E ainda assim não o fizeram, pelo menos não imediatamente. O presidente Pezeshkian disse a jornalistas que o governo Biden pediu que eles esperassem, alegando que Israel e o Hamas (com a ajuda de mediadores do Catar e do Egito) estavam perto de chegar a um cessar-fogo em Gaza — o que o eixo precisava para diminuir seu impasse pós-7 de outubro com Israel. Mas nenhum cessar-fogo se materializou nos dias que se seguiram, e Israel, talvez encorajado pela não resposta do Irã, pressionou sua vantagem. Foi outra ilustração da trapalhada diplomática dos EUA em um ano que viu muito disso. No mês passado, falando na Assembleia Geral da ONU, Pezeshkian reclamou amargamente que os EUA mais uma vez traíram a pouca confiança que restava entre as duas potências.

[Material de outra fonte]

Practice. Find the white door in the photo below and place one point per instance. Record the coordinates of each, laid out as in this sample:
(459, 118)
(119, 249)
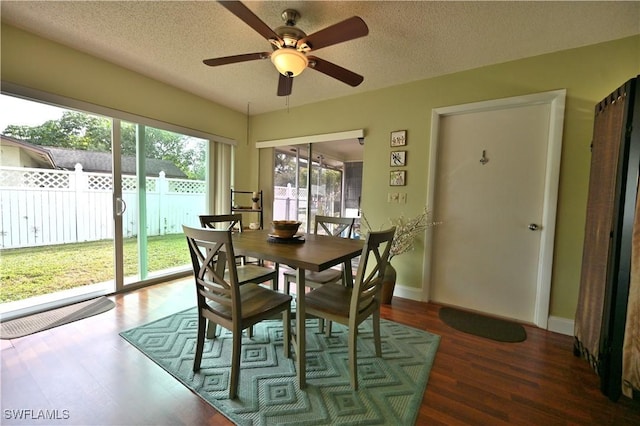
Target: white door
(495, 178)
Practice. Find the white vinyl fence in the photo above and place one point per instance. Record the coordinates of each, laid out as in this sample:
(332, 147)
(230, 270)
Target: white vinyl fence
(43, 207)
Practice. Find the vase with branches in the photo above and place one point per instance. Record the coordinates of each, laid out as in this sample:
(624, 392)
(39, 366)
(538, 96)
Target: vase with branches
(407, 231)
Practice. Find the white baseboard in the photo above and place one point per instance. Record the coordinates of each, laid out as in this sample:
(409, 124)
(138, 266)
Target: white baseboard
(560, 325)
(408, 293)
(556, 324)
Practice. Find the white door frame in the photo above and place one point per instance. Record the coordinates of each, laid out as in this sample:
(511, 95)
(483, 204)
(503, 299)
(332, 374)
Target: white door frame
(556, 100)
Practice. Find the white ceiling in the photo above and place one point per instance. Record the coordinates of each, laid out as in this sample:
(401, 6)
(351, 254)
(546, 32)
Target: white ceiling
(407, 41)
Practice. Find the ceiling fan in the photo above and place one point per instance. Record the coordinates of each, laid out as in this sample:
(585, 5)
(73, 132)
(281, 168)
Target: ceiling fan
(291, 46)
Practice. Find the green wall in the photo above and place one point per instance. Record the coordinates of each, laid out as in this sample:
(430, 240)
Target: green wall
(37, 63)
(589, 74)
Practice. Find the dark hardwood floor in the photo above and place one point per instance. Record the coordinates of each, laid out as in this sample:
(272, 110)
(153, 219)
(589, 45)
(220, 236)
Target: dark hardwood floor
(86, 374)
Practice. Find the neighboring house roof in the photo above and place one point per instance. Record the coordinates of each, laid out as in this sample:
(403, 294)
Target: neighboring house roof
(38, 153)
(92, 161)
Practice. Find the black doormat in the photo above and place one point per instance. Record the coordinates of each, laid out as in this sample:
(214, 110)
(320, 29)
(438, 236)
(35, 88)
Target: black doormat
(483, 326)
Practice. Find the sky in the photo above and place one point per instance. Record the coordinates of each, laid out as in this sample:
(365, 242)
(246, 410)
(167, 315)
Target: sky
(22, 112)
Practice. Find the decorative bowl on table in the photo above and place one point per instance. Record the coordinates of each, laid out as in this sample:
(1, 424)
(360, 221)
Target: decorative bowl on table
(285, 228)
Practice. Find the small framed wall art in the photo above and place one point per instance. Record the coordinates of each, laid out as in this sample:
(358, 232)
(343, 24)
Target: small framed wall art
(398, 158)
(399, 138)
(398, 178)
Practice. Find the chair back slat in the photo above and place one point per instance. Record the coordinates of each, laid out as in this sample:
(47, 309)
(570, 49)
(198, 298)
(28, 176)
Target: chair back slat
(222, 221)
(334, 226)
(211, 253)
(368, 282)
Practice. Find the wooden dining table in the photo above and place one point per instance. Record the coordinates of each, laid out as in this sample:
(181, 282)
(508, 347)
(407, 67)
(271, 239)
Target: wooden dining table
(316, 253)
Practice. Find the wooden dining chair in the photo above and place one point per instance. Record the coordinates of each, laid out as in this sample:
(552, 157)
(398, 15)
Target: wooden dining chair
(247, 272)
(352, 305)
(324, 225)
(222, 300)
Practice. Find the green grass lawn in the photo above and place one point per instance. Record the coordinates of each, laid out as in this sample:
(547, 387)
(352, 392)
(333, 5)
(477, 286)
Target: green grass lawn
(36, 271)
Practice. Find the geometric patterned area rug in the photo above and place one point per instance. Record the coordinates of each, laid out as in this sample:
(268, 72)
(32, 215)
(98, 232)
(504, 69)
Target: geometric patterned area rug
(390, 388)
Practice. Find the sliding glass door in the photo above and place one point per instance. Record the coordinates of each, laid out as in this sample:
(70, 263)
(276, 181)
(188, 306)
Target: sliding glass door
(55, 204)
(308, 182)
(77, 187)
(163, 187)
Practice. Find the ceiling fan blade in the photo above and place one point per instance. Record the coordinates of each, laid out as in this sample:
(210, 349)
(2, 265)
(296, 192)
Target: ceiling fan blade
(214, 62)
(249, 18)
(285, 84)
(335, 71)
(348, 29)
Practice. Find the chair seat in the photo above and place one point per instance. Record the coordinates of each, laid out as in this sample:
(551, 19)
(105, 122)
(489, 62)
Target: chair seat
(252, 273)
(333, 299)
(322, 277)
(255, 302)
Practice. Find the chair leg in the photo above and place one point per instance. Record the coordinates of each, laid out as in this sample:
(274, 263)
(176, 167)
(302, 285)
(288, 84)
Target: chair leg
(327, 331)
(212, 330)
(286, 332)
(235, 363)
(376, 332)
(353, 362)
(202, 322)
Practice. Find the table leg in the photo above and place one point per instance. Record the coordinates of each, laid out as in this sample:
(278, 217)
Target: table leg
(348, 274)
(301, 349)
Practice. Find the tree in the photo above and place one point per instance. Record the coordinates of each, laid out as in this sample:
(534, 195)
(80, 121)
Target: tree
(77, 130)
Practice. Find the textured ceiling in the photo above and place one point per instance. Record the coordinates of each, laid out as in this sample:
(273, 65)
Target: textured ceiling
(407, 41)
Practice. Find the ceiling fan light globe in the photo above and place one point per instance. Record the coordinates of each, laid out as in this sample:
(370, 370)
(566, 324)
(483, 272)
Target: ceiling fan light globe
(289, 62)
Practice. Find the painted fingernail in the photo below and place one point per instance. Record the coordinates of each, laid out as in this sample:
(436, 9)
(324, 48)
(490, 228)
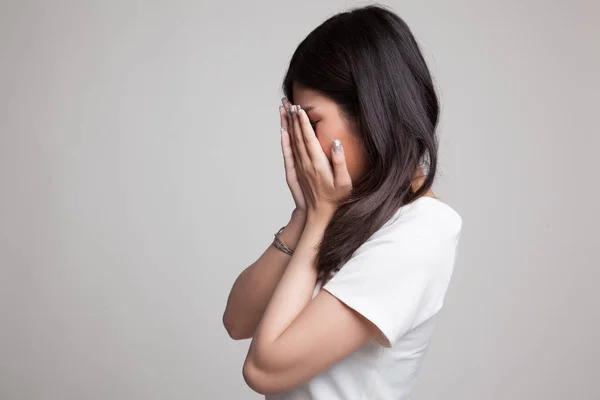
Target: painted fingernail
(337, 146)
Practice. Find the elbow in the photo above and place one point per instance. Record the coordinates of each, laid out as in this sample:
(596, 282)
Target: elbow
(258, 380)
(234, 330)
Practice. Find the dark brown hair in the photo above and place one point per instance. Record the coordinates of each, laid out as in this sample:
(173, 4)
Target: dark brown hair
(367, 61)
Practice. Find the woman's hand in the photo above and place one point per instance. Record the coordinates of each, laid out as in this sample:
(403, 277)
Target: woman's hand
(323, 186)
(291, 176)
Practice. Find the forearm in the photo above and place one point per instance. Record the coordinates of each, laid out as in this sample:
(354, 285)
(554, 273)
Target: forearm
(253, 288)
(292, 294)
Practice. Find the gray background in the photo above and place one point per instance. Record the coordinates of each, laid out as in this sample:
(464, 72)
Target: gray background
(141, 171)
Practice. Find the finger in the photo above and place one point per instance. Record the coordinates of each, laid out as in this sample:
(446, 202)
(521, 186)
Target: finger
(299, 140)
(283, 117)
(313, 146)
(341, 176)
(286, 124)
(286, 105)
(288, 155)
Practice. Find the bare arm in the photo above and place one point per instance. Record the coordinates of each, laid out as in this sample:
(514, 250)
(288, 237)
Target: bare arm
(253, 288)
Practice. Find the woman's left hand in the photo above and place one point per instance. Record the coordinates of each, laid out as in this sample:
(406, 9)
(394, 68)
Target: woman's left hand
(323, 186)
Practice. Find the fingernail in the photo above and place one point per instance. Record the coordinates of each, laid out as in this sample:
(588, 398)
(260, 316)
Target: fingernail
(337, 146)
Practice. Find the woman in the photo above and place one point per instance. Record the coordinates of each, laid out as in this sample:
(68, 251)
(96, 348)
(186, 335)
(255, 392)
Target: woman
(344, 303)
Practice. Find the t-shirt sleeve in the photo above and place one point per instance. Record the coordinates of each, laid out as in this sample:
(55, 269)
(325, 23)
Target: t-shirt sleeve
(392, 280)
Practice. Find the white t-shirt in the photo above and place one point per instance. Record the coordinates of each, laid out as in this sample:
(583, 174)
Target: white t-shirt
(397, 279)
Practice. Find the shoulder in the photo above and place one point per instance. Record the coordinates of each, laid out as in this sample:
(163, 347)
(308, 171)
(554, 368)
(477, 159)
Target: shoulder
(426, 218)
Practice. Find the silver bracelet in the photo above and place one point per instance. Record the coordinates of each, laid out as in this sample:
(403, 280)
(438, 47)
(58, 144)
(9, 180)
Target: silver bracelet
(280, 245)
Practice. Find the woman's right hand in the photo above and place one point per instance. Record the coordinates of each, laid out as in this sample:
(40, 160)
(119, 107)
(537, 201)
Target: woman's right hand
(288, 159)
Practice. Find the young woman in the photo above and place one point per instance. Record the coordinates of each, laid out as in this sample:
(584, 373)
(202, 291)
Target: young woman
(342, 306)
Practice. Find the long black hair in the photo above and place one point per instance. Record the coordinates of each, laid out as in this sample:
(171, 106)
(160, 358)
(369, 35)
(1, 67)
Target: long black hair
(367, 60)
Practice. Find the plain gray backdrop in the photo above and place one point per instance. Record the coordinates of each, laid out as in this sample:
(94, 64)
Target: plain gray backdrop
(141, 172)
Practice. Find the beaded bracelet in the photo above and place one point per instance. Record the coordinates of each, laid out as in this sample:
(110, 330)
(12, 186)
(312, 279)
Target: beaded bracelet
(280, 245)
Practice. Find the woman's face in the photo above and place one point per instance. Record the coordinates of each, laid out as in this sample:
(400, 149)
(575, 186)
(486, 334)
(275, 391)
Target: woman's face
(328, 124)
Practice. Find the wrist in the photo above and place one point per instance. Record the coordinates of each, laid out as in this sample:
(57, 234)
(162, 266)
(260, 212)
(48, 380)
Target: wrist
(298, 215)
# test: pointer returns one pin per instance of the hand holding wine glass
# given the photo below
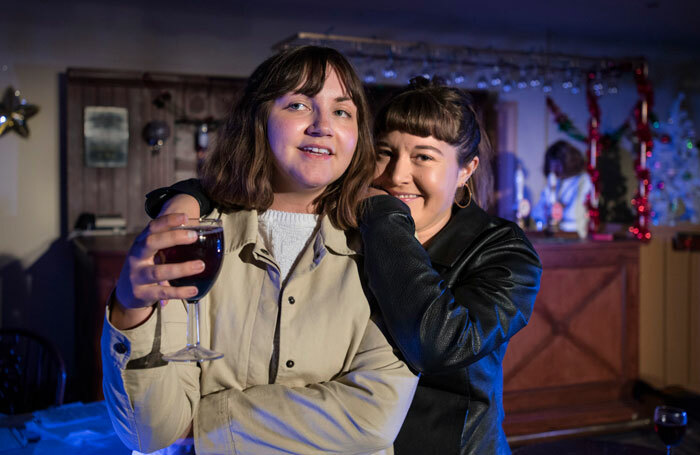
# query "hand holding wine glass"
(670, 424)
(208, 248)
(142, 282)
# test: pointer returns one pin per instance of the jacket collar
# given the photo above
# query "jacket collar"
(242, 229)
(459, 233)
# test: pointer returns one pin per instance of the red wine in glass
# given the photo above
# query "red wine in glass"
(670, 424)
(209, 247)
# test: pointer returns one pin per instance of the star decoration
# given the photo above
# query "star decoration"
(14, 113)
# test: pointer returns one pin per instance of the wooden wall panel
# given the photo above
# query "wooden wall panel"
(670, 311)
(103, 191)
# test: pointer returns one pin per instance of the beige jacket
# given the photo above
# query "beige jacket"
(339, 386)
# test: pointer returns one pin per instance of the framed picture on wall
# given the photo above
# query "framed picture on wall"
(106, 131)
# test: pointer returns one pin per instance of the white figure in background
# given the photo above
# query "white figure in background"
(569, 185)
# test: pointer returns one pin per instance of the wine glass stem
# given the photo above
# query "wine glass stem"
(192, 324)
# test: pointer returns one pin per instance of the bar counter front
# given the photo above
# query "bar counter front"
(572, 367)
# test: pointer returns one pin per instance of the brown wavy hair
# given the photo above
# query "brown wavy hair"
(429, 108)
(237, 174)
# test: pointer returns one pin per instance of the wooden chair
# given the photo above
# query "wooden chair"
(32, 372)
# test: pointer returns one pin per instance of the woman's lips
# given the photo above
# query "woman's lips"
(316, 152)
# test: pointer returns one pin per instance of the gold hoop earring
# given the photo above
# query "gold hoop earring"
(463, 205)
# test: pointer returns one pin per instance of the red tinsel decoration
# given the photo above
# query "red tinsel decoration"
(594, 149)
(640, 229)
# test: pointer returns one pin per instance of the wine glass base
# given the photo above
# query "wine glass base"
(192, 354)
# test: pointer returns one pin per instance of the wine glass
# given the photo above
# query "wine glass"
(209, 248)
(669, 424)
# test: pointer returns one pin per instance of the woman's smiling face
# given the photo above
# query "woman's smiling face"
(423, 172)
(312, 139)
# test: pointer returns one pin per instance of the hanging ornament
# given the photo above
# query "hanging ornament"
(14, 113)
(155, 134)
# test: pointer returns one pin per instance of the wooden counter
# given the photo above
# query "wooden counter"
(574, 364)
(98, 262)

A próxima escalada surpresa de Israel ocorreu em setembro, quando detonou explosivos que havia instalado nos dispositivos de comunicação dos combatentes do Hezbollah. Não está claro se planejou o momento do ataque com antecedência ou foi em frente no último minuto sob ameaça de descoberta iminente. De qualquer forma, ao criar desordem nas fileiras do Hezbollah, o ataque de pager permitiu que Israel realizasse ataques massivos no sul do Líbano e em Beirute, matando cerca de duas mil pessoas em questão de dias, muitas, se não a maioria, civis, e deslocando mais de um milhão. Israel também aproveitou a oportunidade para decapitar o comando sênior do partido, matando vários comandantes importantes — e, o mais chocante de tudo, seu líder, Hassan Nasrallah, que desfrutava de um status logo abaixo do líder supremo do Irã, o aiatolá Ali Khamenei.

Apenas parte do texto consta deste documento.